Afro textured natural hair is naturally dry and could always use moisture but it can definitely use a protein boost especially if you manipulate it a lot. It is advisable to alternate our deep conditioners in a 4:1 ratio (moisture:protein); which translates to one protein treatment a month.

When in doubt, go with moisture because moisture overload is easier to correct than protein overload.

RELATED: Protein-Moisture Balance for Natural Hair

What to use

  • Well, you can use either a store-bought deep conditioner (deep treatment, hair masque, replenishing conditioner, hair mayonnaise, intense conditioner). Try to aim for those that have some humectants (glycerine) and penetrating oils (coconut, avocado, olive).
  • Better still, use a homemade deep conditioner by adding any goodies to your regular wash out conditioner (honey, coconut oil, cocnut milk, olive oil, glycerine, palm oil, bananas, avocado, eggs, mayonnaise and lots more)… not all at the same time though!

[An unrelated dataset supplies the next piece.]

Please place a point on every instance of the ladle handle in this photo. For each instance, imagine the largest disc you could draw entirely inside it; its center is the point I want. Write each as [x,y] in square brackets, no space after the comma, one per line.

How, how often and how long to deep condition

This is where the big debates start. Some people argue that it is not necessary to deep condition for more than 5 or 15 or 30 minutes… But we know of people who swear by overnight deep conditioning.

I say experiment and find what works for your hair. I personally deep condition every wash day (usually weekly) and will do it for about an hour.

  1. Start with freshly cleansed (shampoo, co-wash or mud-wash), conditioned and detangled hair. Mine is in sections at this point.
  2. Working one section at a time, generously paint the deep conditioner on the ends and roots of your hair first, then into the rest of the hair shaft.
  3. Twist up section and complete the rest.
  4. Cover your hair with a plastic cap and let it generate heat from your body. Either sit under a hooded dryer or cover with a towel and go about your business. I keep mine on for 45 minutes to an hour. The heat gently lifts the cuticles to allow the goodies inside the follicle.
  5. Rinse it out with cool water to shut the cuticles that had previously been opened by the heat.
  6. Cover your hair with an old t-shirt to drain most of the water and proceed to seal in the moisture and style.

RELATED: Best DIY Deep Conditioner Ever!

What benefits have you experienced from deep conditioning your natural hair?